Gazeta Serra Pelada
Diretoria da COOMIGASP pede providências ao Ministério Público e às autoridades competentes
Mesmo após duas importantes decisões do Tribunal de Justiça do Estado do Pará reconhecerem a legitimidade da atual administração da COOMIGASP, a diretoria afirma que o grupo que permanece ocupando a sede da cooperativa, em Serra Pelada, continua realizando arrecadações de valores de cooperados e praticando atos de gestão da entidade.
A primeira decisão, proferida pelo Desembargador Alex Pinheiro Centeno, na Apelação Cível nº 0800013-08.2024.8.14.0018, reformou a sentença de primeiro grau e determinou a reintegração imediata da posse da sede social da COOMIGASP em favor da cooperativa e de sua presidente, Deuzita Rodrigues da Cruz Viana. Na decisão, o Tribunal reconheceu que a presidente exercia legitimamente a posse institucional da sede e que foi impedida de acessá-la por ato dos ocupantes, determinando a expedição do mandado de reintegração de posse.

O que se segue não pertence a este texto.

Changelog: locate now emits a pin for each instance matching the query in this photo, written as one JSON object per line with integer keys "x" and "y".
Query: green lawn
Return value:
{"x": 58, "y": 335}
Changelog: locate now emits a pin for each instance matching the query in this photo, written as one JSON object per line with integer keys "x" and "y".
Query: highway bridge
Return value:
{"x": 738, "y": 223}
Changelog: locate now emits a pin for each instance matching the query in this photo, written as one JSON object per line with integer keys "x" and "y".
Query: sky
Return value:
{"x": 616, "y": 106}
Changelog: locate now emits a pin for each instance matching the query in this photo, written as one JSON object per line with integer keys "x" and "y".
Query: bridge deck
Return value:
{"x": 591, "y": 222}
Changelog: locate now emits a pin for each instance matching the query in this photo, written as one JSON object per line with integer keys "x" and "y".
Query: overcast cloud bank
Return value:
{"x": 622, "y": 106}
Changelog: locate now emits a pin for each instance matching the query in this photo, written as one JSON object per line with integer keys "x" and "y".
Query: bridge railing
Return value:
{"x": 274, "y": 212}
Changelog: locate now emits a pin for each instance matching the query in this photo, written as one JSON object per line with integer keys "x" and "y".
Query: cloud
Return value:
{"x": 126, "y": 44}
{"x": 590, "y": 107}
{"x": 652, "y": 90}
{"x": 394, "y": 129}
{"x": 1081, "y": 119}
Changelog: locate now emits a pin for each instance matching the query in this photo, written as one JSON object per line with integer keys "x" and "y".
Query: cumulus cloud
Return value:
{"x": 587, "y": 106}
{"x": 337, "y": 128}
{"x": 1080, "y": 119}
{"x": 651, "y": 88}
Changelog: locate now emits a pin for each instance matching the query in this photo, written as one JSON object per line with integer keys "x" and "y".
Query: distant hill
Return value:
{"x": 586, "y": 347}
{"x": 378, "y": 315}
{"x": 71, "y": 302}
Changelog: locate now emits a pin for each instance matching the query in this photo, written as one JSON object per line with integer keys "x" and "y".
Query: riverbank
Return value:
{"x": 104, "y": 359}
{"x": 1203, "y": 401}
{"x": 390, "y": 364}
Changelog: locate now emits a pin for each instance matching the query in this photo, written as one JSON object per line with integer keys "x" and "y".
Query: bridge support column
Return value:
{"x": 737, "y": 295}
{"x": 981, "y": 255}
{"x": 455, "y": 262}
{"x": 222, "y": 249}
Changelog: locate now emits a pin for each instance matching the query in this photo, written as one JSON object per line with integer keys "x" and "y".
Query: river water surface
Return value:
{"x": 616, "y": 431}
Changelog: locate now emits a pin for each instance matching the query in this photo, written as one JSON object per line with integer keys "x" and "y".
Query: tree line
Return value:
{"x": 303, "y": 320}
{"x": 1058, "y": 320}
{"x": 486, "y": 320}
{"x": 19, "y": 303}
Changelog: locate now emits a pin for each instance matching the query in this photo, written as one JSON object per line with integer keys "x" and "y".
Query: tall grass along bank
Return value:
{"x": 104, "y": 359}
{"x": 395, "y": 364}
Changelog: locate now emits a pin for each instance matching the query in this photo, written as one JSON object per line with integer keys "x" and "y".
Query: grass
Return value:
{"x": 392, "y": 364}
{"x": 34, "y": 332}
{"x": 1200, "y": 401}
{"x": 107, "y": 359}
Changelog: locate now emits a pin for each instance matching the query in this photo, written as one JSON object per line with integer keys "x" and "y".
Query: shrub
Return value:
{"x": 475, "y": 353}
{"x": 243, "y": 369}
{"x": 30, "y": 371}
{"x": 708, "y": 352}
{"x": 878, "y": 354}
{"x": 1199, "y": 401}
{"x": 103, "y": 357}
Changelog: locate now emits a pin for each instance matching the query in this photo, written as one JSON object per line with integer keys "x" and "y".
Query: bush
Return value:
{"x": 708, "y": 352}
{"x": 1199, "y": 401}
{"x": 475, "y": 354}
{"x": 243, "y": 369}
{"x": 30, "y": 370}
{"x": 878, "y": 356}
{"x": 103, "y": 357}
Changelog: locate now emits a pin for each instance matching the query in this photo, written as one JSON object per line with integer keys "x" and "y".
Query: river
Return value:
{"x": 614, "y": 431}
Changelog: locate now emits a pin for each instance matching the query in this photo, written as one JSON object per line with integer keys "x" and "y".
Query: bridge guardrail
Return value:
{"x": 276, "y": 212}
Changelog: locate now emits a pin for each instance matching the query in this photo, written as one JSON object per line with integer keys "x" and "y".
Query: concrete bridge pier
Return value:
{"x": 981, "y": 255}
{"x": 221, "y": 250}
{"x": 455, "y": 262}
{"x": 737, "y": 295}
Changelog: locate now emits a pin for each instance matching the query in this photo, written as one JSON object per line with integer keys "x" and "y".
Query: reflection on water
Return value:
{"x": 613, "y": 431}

Posteriormente, em nova decisão proferida no Agravo de Instrumento nº 0823995-71.2025.8.14.0000, o mesmo relator reconheceu expressamente que Deuzita Rodrigues da Cruz Viana permanece como presidente em exercício da COOMIGASP, autorizando-a a convocar e presidir a Assembleia Geral Extraordinária destinada exclusivamente à eleição da Diretoria e do Conselho Fiscal. Na mesma decisão, o Tribunal determinou que permanecessem suspensas assembleias convocadas por pessoas ou grupos sem legitimidade para representar a cooperativa.
Em cumprimento a essa decisão judicial, a Assembleia Geral foi regularmente realizada, oportunidade em que os cooperados elegeram a nova Diretoria e o novo Conselho Fiscal da COOMIGASP, consolidando a administração atualmente em exercício.
Entretanto, apesar dessas decisões judiciais, o grupo que continua ocupando a sede da entidade permanece recebendo cooperados que comparecem ao local para quitar suas mensalidades, arrecadando valores, praticando atos administrativos e se apresentando como representante da cooperativa.
Além dessa situação, tramita inquérito policial público relacionado à arrecadação de valores de cooperados. Em manifestação protocolada nos autos, o Ministério Público do Estado do Pará informou que a investigada Arline Brianne Rocha de Lima declarou ter arrecadado R$ 13.280,00 junto a cooperados e assumiu o compromisso de comprovar a devolução desses valores.
Contudo, o Ministério Público registrou que, até a data da manifestação, não havia sido apresentada a comprovação integral da devolução, especialmente em relação aos valores pagos em espécie, requerendo ao Juízo que a investigada fosse intimada para apresentar todos os comprovantes pendentes.
A Gazeta Serra Pelada continuará acompanhando o andamento dos processos judiciais e das investigações, divulgando exclusivamente informações baseadas em documentos oficiais e decisões públicas, sempre respeitando o direito ao contraditório e à ampla defesa.